To date, the Jordanian government has issued some 39,000 works permits out of the 200,000 it pledged to make available for Syrians during the London Conference last February. However, with these opportunities built around low-income roles, primarily in the construction, agriculture, and textile manufacture sectors, the way for Syrian university graduates in Jordan still seems barred.
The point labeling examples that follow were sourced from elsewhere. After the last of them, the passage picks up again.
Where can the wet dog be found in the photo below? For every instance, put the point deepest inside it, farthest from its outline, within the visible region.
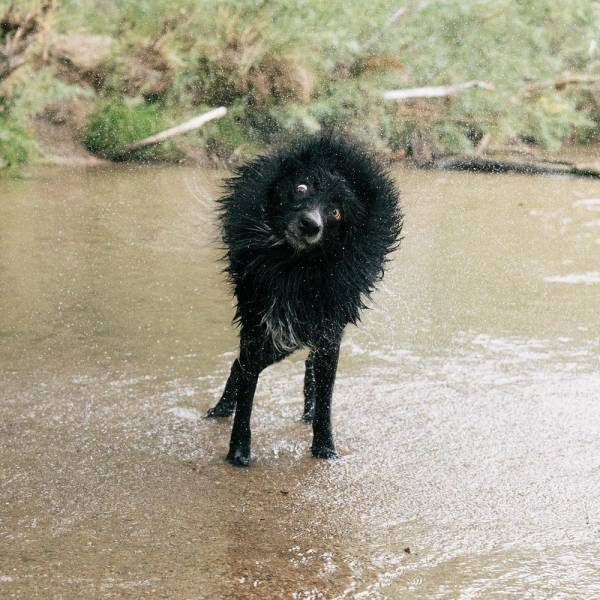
(307, 230)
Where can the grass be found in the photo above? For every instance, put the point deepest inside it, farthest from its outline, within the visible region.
(285, 68)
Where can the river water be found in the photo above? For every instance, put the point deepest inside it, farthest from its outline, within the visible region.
(466, 409)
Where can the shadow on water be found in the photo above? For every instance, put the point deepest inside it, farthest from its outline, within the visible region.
(465, 406)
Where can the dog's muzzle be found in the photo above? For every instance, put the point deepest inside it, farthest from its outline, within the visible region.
(307, 230)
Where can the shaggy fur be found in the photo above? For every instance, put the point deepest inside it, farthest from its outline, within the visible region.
(307, 231)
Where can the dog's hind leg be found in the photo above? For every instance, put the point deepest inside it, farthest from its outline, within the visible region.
(325, 367)
(309, 388)
(226, 405)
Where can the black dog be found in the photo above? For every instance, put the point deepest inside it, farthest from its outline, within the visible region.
(307, 230)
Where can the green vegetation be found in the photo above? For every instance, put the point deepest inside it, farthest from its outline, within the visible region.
(116, 123)
(285, 66)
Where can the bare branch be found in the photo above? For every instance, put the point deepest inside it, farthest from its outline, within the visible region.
(190, 125)
(434, 91)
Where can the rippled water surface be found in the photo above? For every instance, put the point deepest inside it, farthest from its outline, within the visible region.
(466, 410)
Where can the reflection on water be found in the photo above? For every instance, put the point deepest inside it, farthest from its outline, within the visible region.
(465, 407)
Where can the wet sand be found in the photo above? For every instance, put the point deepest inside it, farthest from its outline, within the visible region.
(466, 407)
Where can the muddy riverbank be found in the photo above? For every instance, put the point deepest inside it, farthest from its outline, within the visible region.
(466, 407)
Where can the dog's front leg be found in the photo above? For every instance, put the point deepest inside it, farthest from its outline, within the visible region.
(309, 388)
(325, 366)
(254, 358)
(226, 405)
(239, 444)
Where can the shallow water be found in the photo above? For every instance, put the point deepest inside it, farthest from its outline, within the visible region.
(466, 405)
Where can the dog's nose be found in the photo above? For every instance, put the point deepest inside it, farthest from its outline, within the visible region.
(311, 224)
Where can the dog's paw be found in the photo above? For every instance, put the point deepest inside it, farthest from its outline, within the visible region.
(325, 451)
(307, 417)
(220, 410)
(238, 458)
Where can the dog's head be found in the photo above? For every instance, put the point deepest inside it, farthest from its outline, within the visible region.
(313, 207)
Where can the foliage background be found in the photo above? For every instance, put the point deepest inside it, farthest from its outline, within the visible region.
(285, 66)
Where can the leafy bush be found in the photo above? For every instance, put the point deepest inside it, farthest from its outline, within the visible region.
(15, 141)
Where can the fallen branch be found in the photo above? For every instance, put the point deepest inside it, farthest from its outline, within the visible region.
(434, 91)
(158, 138)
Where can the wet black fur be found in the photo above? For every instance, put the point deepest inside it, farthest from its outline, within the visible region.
(287, 298)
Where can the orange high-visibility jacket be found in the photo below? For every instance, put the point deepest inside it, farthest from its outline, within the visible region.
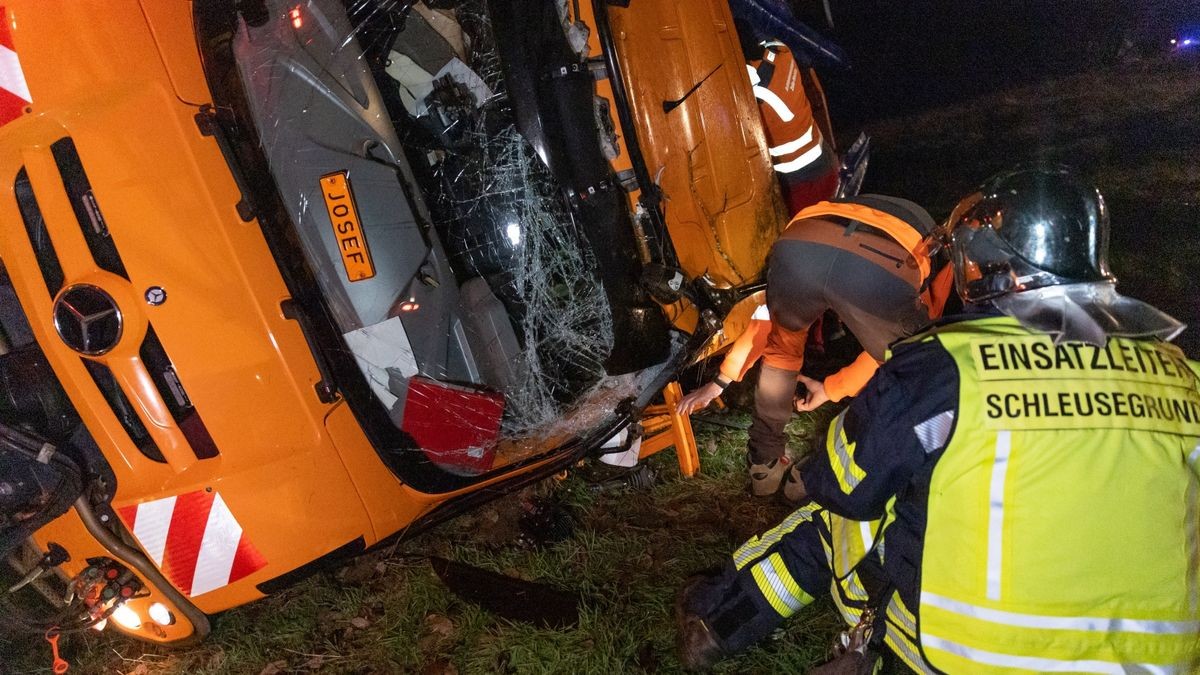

“Jordan is a small country with limited job opportunities,” says Ghaith Rababah Head of Projects & International Cooperation Unit (PICU) at the Ministry of Higher Education & Scientific Research. “Maybe the market will be better able to absorb educated Syrians at a later stage.”

In the meantime, higher education offers young Syrians a semblance of the security and stability their lives otherwise lack, Rababah continues. Given the opportunity to “use their talents for something good”, he adds, young people placed in difficult situations are less likely to fall prey to extremist ideologies and be “tricked into committing terrorist acts".